Dans un autre registre, Bernard Lietaer, chercheur en économie qui a participé à la création de l’ECU, prône l’émergence de monnaies locales, qui auraient deux avantages évidents : elles génèreraient plus d’échanges locaux en évitant les fuites de capitaux, et elles permettraient une certaines résilience de l’économie en cas de crise. Loin d’être fumeuse, une telle solution a déjà été mise en place à l’échelle urbaine dans plusieurs villes anglaises, sans intervention de la banque d’Angleterre, jusqu’à ce que Bristol (un million d’habitants) l’adopte également. En France, il en existe aussi dans de nombreuses localités, et un projet a été lancé pour Paris

L’économie du partage, enfin, n’est plus à présenter tant elle s’affirme de plus en plus comme un modèle alternatif à la consommation.
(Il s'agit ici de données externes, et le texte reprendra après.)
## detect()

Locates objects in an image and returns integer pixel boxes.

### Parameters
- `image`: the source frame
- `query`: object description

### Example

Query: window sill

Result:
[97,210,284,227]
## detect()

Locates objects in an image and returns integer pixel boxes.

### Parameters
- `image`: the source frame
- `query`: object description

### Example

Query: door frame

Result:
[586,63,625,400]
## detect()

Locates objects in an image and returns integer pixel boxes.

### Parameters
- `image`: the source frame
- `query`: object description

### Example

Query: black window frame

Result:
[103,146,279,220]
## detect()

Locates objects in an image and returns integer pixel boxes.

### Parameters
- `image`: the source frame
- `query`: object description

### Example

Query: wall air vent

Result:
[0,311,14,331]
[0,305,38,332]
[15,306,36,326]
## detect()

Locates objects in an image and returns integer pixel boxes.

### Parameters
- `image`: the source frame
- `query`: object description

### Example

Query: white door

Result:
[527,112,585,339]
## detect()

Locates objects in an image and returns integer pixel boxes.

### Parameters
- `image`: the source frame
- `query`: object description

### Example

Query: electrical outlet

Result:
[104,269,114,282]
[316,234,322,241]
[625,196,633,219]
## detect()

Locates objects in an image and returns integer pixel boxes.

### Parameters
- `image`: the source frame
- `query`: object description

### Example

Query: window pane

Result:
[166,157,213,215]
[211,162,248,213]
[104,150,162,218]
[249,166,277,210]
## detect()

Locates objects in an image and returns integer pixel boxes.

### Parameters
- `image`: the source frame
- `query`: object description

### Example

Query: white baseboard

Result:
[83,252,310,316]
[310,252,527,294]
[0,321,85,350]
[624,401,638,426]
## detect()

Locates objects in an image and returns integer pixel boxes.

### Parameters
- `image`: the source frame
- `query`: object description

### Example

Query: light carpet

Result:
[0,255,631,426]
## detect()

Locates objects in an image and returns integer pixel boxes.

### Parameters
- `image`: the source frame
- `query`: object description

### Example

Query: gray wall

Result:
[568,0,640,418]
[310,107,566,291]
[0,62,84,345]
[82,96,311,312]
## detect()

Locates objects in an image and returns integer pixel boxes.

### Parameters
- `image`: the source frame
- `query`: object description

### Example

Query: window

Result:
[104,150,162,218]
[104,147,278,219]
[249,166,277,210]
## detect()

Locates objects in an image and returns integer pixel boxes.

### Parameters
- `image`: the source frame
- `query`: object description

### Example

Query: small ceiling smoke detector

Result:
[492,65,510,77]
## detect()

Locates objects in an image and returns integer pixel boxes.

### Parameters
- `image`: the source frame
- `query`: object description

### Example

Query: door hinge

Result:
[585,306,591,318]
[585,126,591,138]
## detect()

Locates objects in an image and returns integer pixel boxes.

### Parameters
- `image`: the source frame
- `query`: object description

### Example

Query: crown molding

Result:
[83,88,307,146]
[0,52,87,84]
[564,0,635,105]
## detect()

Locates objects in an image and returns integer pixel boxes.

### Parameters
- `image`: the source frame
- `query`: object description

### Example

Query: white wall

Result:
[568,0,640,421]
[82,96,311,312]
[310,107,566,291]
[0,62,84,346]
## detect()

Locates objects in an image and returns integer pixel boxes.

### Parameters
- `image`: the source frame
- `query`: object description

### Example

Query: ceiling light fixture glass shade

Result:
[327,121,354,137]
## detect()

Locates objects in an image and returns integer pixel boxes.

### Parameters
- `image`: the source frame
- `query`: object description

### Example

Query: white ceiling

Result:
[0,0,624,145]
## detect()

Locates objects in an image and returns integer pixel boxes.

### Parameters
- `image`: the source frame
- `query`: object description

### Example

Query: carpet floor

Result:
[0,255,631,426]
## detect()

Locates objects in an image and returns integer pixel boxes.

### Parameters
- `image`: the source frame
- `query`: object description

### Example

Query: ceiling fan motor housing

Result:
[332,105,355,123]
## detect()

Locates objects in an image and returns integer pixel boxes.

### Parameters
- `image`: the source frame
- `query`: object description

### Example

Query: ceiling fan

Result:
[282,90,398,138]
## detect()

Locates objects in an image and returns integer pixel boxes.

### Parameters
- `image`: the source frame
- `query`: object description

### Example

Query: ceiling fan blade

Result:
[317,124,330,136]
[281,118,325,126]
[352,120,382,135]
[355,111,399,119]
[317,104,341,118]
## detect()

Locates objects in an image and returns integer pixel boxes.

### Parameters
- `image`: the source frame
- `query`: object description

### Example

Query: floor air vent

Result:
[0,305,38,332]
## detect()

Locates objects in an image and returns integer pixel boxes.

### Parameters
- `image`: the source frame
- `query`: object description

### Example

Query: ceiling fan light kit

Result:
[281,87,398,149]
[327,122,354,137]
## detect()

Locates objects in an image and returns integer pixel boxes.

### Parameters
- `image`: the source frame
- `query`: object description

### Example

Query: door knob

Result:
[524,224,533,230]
Le film ici se concentre sur les aspects positifs : la mise en commun de l’électro-ménager dans les habitations, la mise en commun des voitures à laquelle on doit parvenir si on veut éviter que le milliard de voitures présentes sur la planète n’augmente encore, les AMAP qui permettent le maintien d’une agriculture locale, les FabLab qui vont profiter de plus en plus du développement des imprimantes 3D. Il y a tout un aspect plus sombre de cette économie, que l'ouvrage ne mentionne pas : de Uber à AirBandB, le risque est que ces pratiques de mise en commun voient leurs bénéfices confisqué par des entreprises défiscalisées.

 

La démocratie

Ce chapitre, étroitement lié au précédent, part d’une question : comment faire pour que la démocratie ne dérive pas vers l’oligarchie ? Selon une étude de Princeton, les États-Unis se seraient déjà transformés en oligarchie. Ce qui est important dans cette étude, c’est qu’il ne s’agit pas de l’éternelle rengaine du pouvoir corrompu : ce sont des changements récents et rapides, des défis pour notre génération. En France, 84 % des Français considèrent que les hommes et femmes politiques agissent d’abord dans leur intérêt personnel   . David van Reybrouck, organisateur du G1000, s’interroge l’efficacité du système électif en terme de représentativité. Après avoir proposé un parlement ou l’on ne remplirait les sièges que si les gens votent, quitte à laisser plus de la moitié des sièges vides, il préconise un système bicaméral dans lequel l’une des chambres seraient composée d’élus, tandis que la seconde regrouperait des citoyens tirés au sort. Le but ? Promouvoir un contact entre les citoyens et les partis politiques, avec l’idée que ce sont aujourd’hui des réalités différentes (moins de 2 % des Français seraient membres d’un parti)   .

Deux exemples locaux viennent nourrir ce questionnement : l'Islande, où la crise de 2008 a poussé les citoyens à élire un nouveau gouvernement et à refuser les plans de remboursement de la dette favorables aux banques aux détriments des intérêts des citoyens ; et le village indien de Kuttambakkam, où le maire, Elango Rangaswamy, a réussi à mettre en place une véritable démocratie participative. Via des assemblées citoyennes fréquentes (les gram sabha) il rencontre la population, explique ses propositions, et obtient des soutiens pour ses nombreux projets, comme promouvoir des habitats mixte entre intouchables et autres castes.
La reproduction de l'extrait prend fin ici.